The morbid condition proceeded, I have come to believe, from my beginning years—from my father, who battled the gorgon for much of his lifetime, and had been hospitalized in my boyhood after a despondent spiraling downward that in retrospect I saw greatly resembled mine. The genetic roots of depression seem now to be beyond controversy. But I’m persuaded that an even more significant factor was the death of my mother when I was thirteen; this disorder and early sorrow—the death or disappearance of a parent, especially a mother, before or during puberty—appears repeatedly in the literature on depression as a trauma sometimes likely to create nearly irreparable emotional havoc. The danger is especially apparent if the young person is affected by what has been termed “incomplete mourning”—has, in effect, been unable to achieve the catharsis of grief, and so carries within himself through later years an insufferable burden of which rage and guilt, and not only dammed-up sorrow, are a part, and become the potential seeds of self-destruction.
In an illuminating new book on suicide,
Self-Destruction in the Promised Land,
Howard I. Kushner, who is not a psychiatrist but a social historian, argues persuasively in favor of this theory of incomplete mourning and uses Abraham Lincoln as an example. While Lincoln’s hectic moods of melancholy are legend, it is much less well known that in his youth he was often in a suicidal turmoil and came close more than once to making an attempt on his own life. The behavior seems directly linked to the death of Lincoln’s mother, Nancy Hanks, when he was nine, and to unexpressed grief exacerbated by his sister’s death ten years later. Drawing insights from the chronicle of Lincoln’s painful success in avoiding suicide, Kushner makes a convincing case not only for the idea of early loss precipitating self-destructive conduct, but also, auspiciously, for that same behavior becoming a strategy through which the person involved comes to grips with his guilt and rage, and triumphs over self-willed death.
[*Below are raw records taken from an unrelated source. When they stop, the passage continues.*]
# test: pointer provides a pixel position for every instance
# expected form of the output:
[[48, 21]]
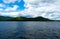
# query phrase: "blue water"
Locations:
[[30, 30]]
Such reconciliation may be entwined with the quest for immortality—in Lincoln’s case, no less than that of a writer of fiction, to vanquish death through work honored by posterity.
So if this theory of incomplete mourning has validity, and I think it does, and if it is also true that in the nethermost depths of one’s suicidal behavior one is still subconsciously dealing with immense loss while trying to surmount all the effects of its devastation, then my own avoidance of death may have been belated homage to my mother. I do know that in those last hours before I rescued myself, when I listened to the passage from the
Alto Rhapsody
—which I’d heard her sing—she had been very much on my mind.